In the below code:
class EnrichmentStream {
private val checkpointsDir = "file://${System.getProperty("user.dir")}/checkpoints/"
private val rocksDBStateDir = "file://${System.getProperty("user.dir")}/state/rocksdb/"
companion object {
@JvmStatic
fun main(args: Array<String>) {
EnrichmentStream().runStream()
}
}
fun runStream() {
val environment = StreamExecutionEnvironment
.createLocalEnvironmentWithWebUI(Configuration())
environment.parallelism = 3
// Checkpoint Configurations
environment.enableCheckpointing(5000)
environment.checkpointConfig.minPauseBetweenCheckpoints = 100
environment.checkpointConfig.setCheckpointStorage(checkpointsDir)
val stateBackend = EmbeddedRocksDBStateBackend()
stateBackend.setDbStoragePath(rocksDBStateDir)
environment.stateBackend = stateBackend
environment.checkpointConfig.externalizedCheckpointCleanup =
CheckpointConfig.ExternalizedCheckpointCleanup.RETAIN_ON_CANCELLATION
// Configure Restart Strategy
environment.restartStrategy = RestartStrategies.fixedDelayRestart(5, Time.seconds(5))
val tableEnvironment = StreamTableEnvironment.create(environment)
// Run some SQL queries to check the existing Catalogs, Databases and Tables
tableEnvironment
.executeSql("SHOW CATALOGS")
.print()
tableEnvironment
.executeSql("SHOW DATABASES")
.print()
tableEnvironment
.executeSql("SHOW TABLES")
.print()
tableEnvironment
.executeSql("CREATE TABLE Orders (`user` BIGINT, product STRING, amount INT) WITH (...)")
.print()
}
}
Can Flink statebackend delete old records(more than 2 hours old) in RocksDB table(Orders
)? so that table(Orders
) has records whose life is less than 2 hours old, at any point of time.
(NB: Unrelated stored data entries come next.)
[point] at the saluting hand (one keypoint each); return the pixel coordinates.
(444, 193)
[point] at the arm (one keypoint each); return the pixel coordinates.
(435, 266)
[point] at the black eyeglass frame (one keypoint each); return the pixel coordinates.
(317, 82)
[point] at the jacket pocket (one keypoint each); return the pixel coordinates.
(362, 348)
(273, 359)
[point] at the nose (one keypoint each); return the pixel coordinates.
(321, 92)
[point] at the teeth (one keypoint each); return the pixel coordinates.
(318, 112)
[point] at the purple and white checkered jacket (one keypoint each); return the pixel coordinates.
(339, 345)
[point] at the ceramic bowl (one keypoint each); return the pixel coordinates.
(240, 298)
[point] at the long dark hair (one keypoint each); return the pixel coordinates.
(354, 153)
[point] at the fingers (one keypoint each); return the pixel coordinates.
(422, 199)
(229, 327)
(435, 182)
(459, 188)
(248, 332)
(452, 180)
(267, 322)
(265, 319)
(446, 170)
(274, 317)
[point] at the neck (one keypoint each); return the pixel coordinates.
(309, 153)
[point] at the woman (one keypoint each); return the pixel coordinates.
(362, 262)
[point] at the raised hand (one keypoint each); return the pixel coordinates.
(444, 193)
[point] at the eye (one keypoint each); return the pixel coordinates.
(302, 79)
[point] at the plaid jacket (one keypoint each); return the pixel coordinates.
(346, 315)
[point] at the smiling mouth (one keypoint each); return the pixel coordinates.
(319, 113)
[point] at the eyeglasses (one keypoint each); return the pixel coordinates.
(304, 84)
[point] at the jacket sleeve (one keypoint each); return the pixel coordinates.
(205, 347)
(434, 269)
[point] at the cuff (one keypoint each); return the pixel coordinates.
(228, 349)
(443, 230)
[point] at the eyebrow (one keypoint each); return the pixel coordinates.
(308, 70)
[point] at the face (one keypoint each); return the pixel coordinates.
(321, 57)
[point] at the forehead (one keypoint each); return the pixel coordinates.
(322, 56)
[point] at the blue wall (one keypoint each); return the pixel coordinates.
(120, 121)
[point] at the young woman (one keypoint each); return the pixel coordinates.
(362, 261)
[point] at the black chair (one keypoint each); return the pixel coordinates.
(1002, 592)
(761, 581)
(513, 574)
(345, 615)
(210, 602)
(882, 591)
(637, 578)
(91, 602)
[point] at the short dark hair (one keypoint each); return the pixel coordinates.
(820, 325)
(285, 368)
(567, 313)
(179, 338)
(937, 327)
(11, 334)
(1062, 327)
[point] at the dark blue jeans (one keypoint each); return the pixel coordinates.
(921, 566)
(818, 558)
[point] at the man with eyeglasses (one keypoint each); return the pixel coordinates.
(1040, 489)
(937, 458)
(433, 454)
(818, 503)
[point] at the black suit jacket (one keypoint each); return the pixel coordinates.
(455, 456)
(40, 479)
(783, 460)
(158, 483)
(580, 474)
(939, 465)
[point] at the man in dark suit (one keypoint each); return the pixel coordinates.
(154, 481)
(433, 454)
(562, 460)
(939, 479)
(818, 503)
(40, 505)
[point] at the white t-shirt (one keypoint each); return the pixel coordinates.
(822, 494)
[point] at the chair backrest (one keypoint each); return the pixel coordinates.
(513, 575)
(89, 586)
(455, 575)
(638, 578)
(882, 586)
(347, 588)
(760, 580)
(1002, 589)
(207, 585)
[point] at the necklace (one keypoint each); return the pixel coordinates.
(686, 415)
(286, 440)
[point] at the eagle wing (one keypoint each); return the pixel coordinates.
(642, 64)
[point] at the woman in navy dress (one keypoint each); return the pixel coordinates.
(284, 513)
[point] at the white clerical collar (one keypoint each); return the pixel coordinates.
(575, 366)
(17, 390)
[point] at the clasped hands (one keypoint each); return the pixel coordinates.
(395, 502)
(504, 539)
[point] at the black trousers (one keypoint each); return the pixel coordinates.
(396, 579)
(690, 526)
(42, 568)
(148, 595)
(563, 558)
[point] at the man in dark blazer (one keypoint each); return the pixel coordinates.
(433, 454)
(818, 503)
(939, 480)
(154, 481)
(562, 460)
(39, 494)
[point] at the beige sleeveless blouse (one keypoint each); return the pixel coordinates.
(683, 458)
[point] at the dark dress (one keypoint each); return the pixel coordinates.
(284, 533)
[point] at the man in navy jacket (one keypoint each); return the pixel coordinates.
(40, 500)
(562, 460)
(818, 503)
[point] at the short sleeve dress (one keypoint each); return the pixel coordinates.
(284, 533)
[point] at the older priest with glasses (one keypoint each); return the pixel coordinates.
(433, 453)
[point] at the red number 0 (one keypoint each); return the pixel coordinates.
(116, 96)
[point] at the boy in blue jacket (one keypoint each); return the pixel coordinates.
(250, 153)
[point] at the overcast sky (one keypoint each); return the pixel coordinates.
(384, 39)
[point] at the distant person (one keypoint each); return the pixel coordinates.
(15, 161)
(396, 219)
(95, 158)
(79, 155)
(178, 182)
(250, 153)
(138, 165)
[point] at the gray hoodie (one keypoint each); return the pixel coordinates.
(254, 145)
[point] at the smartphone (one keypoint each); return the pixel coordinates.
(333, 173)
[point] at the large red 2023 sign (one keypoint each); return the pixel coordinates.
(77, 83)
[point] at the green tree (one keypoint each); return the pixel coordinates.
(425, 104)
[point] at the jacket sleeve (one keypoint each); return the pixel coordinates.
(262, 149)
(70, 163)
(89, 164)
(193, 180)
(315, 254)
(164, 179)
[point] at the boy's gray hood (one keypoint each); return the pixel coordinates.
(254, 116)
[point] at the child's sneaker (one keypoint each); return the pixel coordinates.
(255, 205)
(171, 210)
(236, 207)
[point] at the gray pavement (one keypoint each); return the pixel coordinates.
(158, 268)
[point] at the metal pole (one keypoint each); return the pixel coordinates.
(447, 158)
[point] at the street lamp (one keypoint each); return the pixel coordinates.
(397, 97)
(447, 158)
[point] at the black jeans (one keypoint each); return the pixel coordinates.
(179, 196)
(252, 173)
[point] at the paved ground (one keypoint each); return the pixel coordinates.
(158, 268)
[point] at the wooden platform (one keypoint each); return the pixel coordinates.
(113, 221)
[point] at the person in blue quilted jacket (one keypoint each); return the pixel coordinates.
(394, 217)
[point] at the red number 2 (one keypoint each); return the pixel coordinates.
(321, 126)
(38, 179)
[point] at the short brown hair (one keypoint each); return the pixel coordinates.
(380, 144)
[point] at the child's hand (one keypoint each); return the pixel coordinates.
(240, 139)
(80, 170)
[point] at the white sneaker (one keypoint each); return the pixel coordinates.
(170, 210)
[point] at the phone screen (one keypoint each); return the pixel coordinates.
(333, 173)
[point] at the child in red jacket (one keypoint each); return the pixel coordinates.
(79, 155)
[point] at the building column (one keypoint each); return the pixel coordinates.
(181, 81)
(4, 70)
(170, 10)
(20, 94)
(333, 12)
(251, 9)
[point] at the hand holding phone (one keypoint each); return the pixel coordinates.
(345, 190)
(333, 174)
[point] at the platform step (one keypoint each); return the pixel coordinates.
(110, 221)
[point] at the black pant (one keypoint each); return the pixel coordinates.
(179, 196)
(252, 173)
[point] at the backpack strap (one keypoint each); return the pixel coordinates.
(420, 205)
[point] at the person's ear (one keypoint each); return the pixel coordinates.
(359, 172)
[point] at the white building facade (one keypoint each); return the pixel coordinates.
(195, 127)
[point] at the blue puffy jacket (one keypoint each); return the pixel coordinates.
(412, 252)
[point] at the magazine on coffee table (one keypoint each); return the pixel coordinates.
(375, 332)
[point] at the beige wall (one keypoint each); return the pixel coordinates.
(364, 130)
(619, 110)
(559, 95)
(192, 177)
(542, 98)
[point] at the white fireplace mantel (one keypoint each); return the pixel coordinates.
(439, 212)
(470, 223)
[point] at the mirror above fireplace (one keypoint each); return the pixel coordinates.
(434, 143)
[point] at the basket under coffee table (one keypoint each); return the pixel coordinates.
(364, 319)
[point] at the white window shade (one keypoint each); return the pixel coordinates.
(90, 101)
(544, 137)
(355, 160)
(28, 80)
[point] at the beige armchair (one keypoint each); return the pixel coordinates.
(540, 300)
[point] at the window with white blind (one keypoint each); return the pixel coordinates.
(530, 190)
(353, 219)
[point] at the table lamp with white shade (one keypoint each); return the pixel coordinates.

We use this data for comparison.
if yes, what is the syntax for CREATE TABLE
to inform that interval?
What you can do is to set table.exec.state.ttl
to two hours -- see the docs for the specifics.
The effect of this will be to expire all of the state for this job after two hours. There's (currently) no way to specific the state TTL on a per-table basis.
Update:
In many cases it's not necessary to do this sort of state management yourself. If you construct your queries so that the temporal constraints are part of the query, then Flink SQL will automatically clear state that is no longer useful.
Queries that can do this include interval and temporal joins, windows, over aggregations, and match_recognize.